If home healthcare is looked at from a labor viewpoint, the home is a worksite. But unlike most worksites, there is little control or oversight of the home; therefore “workplace” hazards such as unsanitary conditions, non-sterile use of medical equipment, temperature extremes of heat or cold, and neighborhood crime and violence put both the home health care worker and the patient at risk. Furthermore, because the workplace is the home, the usual workplace protections–OSHA standards, inspections, supervisory monitoring and evaluations–are not in place and cannot protect the worker or the patient.
One way to overcome these obstacles is with education and training. The Adult Abuse and Neglect Prevention (AANP) training program consist of 12 sixty-minute modules that focus on developing skills to prevent abuse and neglect as well as other communication skills relevant to all people working in long-term support service/health care settings. Of the direct access staff (DAS) tested and surveyed after taking the course: (1) scores on tests about skills and strategies to prevent abuse and neglect greatly increased; (2) 92 percent reported that the AANP training helped their ability to recognize abuse; (3) 48 percent stated that they reported suspected abuse more often; and (4) 91 percent reported that the AANP training improved their ability to prevent potentially abusive situations from developing.

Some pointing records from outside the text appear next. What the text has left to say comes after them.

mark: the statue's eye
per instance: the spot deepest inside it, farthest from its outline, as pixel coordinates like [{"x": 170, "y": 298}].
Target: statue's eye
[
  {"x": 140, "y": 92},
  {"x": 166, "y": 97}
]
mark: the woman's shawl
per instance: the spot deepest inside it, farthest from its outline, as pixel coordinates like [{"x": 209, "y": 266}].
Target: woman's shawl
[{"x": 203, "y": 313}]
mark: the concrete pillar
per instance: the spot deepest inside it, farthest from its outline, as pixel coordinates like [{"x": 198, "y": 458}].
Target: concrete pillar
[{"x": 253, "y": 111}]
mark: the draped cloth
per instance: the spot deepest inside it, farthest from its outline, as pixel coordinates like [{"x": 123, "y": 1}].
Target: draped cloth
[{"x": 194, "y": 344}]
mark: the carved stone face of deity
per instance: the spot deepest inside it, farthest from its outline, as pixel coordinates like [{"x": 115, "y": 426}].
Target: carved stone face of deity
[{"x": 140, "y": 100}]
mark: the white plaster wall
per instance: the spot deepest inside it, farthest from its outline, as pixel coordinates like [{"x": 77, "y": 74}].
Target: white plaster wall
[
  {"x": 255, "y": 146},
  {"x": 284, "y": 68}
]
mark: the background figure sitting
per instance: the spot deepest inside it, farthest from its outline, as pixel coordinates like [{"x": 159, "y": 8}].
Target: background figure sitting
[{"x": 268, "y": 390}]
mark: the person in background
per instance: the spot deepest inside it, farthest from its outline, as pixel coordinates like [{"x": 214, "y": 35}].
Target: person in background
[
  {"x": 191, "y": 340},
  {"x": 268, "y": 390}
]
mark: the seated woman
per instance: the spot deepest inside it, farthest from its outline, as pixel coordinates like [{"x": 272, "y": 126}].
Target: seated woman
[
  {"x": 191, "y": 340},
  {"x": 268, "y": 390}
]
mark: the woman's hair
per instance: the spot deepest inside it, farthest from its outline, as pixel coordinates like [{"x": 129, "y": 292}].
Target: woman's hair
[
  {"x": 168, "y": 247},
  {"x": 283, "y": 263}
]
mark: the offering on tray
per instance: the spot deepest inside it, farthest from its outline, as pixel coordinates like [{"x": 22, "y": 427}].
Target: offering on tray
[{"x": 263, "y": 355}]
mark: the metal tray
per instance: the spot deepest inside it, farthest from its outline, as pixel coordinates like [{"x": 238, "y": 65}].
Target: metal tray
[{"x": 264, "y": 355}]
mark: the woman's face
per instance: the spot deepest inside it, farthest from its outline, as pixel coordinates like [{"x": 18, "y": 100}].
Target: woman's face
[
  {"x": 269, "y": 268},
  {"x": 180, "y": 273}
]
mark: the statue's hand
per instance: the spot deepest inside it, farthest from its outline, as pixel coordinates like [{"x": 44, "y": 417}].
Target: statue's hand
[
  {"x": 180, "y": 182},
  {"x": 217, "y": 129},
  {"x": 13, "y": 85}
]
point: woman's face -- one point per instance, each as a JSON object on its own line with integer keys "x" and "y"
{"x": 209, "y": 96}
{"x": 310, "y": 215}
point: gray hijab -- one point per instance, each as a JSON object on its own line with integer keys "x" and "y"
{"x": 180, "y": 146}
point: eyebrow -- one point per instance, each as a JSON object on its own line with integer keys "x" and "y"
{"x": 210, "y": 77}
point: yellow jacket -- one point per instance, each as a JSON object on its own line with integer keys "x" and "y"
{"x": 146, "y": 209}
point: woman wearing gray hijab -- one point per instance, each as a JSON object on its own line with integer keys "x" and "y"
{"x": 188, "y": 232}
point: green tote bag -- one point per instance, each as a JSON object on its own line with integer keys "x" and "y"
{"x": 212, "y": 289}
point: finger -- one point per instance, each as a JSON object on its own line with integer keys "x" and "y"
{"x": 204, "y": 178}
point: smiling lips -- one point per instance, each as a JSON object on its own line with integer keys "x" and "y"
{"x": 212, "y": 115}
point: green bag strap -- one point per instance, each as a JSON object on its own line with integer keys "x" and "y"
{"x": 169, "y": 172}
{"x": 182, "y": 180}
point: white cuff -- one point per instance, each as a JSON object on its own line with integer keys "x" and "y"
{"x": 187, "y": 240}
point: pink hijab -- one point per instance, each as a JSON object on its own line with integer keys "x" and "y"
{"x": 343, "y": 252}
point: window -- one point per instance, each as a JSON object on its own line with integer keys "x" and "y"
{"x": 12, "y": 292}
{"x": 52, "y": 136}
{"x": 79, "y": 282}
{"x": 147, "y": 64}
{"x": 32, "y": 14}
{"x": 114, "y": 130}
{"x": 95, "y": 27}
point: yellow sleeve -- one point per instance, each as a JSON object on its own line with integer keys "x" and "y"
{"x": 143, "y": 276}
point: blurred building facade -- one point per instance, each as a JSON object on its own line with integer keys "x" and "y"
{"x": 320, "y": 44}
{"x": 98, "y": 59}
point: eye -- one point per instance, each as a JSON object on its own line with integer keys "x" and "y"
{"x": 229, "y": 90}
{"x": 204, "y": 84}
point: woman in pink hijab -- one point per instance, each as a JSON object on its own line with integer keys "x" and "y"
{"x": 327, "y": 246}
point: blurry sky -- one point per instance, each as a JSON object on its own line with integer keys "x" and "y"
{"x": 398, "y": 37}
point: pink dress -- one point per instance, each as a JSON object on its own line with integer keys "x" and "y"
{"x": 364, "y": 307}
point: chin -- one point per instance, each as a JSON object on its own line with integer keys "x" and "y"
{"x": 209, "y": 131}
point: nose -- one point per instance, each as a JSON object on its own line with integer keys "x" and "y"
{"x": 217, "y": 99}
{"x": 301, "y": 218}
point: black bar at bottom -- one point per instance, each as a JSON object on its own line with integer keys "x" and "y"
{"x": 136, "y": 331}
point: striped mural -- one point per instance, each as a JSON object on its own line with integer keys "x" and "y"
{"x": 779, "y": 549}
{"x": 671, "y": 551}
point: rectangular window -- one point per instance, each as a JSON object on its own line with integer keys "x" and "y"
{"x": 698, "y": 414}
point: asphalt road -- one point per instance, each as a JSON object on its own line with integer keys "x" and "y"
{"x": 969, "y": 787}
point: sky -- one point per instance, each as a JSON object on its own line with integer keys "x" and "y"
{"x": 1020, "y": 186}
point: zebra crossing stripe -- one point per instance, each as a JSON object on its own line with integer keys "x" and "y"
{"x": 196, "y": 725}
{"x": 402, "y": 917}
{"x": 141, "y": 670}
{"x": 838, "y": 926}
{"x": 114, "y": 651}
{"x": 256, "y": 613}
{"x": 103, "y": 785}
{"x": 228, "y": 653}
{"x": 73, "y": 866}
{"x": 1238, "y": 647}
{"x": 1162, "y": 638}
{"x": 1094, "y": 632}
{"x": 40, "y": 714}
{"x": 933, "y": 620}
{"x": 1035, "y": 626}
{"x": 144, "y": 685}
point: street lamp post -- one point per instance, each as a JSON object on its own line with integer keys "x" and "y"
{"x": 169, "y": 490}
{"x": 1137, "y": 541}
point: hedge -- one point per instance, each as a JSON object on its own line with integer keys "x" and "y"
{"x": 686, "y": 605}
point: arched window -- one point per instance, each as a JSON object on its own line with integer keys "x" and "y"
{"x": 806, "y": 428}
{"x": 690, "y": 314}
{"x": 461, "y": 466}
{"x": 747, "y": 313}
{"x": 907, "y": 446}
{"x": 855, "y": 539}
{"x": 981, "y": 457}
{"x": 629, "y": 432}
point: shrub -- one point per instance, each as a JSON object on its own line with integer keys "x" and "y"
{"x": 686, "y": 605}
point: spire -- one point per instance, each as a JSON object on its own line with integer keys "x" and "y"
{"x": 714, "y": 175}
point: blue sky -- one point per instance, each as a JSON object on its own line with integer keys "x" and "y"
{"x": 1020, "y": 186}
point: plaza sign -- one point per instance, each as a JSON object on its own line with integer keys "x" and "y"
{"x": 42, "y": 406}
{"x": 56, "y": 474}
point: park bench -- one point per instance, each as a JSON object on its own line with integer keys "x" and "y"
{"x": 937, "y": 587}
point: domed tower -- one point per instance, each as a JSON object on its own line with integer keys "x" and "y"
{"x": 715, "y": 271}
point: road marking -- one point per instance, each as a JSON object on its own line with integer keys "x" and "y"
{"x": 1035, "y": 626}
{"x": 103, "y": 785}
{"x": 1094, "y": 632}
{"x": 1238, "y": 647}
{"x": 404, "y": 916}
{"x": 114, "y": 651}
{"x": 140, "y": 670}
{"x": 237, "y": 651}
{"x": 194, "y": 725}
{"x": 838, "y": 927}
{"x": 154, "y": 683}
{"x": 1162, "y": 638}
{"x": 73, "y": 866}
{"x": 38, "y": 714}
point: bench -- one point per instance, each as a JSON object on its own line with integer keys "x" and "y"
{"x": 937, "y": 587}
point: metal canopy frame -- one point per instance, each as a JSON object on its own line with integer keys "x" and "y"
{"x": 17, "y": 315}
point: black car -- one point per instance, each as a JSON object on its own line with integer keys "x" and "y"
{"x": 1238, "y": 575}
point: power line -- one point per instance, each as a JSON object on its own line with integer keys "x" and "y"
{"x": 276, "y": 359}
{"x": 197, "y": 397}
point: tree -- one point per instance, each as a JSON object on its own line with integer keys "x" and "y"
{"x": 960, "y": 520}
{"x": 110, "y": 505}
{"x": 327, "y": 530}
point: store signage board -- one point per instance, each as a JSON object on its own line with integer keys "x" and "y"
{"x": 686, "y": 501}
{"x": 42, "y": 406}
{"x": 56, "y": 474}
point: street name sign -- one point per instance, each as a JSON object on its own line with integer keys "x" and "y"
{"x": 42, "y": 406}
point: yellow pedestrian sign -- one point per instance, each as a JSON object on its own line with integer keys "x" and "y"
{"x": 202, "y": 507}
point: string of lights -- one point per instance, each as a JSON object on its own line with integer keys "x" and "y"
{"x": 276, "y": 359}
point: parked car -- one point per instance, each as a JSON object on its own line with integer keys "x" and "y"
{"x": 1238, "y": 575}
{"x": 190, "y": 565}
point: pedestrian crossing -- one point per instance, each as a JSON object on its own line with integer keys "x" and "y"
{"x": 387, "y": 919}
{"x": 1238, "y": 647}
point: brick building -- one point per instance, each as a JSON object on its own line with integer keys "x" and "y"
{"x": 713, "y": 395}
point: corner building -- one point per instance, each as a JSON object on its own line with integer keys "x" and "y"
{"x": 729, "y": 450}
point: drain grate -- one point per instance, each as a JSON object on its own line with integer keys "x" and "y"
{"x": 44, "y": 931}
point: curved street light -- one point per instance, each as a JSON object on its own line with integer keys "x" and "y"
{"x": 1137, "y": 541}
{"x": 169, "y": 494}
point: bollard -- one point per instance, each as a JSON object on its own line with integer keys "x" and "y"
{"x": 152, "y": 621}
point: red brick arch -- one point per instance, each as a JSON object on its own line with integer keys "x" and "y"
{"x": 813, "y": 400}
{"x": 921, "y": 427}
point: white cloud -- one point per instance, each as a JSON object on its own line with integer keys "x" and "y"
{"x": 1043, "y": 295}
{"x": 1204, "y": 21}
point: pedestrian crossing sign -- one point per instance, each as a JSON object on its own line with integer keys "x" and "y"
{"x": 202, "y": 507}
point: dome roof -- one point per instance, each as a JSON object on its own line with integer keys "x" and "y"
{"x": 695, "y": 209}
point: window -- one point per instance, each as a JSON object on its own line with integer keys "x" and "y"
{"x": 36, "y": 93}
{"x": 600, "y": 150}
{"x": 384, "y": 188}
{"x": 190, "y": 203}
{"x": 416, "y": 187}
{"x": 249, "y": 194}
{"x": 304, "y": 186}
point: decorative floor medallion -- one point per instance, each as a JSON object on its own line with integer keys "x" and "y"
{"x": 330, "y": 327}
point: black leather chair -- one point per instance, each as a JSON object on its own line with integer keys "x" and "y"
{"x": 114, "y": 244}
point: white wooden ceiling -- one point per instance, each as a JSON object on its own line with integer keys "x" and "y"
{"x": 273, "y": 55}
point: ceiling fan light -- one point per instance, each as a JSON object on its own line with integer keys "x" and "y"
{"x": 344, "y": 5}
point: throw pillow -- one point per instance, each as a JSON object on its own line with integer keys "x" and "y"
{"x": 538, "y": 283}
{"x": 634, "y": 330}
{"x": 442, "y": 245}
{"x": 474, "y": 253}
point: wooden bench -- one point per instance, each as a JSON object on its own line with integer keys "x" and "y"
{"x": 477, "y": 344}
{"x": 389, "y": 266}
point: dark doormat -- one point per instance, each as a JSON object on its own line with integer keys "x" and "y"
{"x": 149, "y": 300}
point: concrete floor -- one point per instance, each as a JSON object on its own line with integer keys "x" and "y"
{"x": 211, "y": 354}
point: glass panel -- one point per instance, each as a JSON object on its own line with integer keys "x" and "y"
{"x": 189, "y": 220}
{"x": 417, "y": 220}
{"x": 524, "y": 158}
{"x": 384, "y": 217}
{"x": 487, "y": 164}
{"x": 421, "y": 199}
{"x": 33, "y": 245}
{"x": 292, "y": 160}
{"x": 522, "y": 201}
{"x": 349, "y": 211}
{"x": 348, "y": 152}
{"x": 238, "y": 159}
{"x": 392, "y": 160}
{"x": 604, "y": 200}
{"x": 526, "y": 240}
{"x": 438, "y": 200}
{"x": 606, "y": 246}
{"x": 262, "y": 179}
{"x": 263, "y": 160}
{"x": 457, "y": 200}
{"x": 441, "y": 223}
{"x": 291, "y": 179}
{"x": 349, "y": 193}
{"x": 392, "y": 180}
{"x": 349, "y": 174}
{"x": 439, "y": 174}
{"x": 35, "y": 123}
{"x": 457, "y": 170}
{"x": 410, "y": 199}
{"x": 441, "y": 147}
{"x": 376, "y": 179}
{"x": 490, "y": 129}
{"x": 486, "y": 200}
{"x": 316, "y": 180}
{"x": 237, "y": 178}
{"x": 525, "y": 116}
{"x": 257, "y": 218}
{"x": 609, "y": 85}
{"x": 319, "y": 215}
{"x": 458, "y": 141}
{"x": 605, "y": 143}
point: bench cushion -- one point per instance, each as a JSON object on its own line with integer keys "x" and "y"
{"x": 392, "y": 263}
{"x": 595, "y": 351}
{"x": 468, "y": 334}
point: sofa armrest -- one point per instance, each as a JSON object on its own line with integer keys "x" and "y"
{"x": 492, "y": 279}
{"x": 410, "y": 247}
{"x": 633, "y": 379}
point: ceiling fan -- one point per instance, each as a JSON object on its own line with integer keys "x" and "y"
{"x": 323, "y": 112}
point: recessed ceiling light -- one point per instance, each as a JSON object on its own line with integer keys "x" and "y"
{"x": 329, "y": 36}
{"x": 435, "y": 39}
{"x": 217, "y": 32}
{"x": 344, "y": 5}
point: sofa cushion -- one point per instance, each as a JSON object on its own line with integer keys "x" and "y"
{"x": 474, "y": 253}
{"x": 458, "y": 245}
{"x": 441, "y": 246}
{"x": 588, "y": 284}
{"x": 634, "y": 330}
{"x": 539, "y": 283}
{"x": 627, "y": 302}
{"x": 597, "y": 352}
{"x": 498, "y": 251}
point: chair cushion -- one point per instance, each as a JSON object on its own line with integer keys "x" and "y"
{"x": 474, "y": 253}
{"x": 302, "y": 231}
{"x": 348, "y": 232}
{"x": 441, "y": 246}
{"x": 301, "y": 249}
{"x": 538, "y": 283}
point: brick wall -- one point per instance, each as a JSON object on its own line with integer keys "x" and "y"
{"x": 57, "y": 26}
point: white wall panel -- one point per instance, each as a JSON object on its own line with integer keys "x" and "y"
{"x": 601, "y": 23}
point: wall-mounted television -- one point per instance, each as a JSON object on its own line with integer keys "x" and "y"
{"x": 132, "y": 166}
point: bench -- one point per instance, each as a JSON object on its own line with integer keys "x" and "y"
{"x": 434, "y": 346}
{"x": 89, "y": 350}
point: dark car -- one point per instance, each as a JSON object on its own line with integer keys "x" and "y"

As your Denver nursing home abuse attorney has pointed out in numerous blogs, adult abuse and neglect is a complex issue with no simple solutions. So-called “granny cams” are being used more often, both in the nursing home setting and in-home care settings, but even video does not catch all instances of abuse. Unannounced, frequent visits from family members, friends and/or neighbors is a good way to monitor the situation of a loved one with in-home health care. Completing background checks and contacting references of all in-home employees is another way to help prevent adult abuse and neglect. An excellent resource is the Colorado Coalition for Elder Rights and Abuse Prevention, which offers training opportunities and in-depth information on identification, prevention, and treatment of abuse, neglect and exploitation of elders. To report suspected abuse or neglect, contact Colorado Adult Protective Services.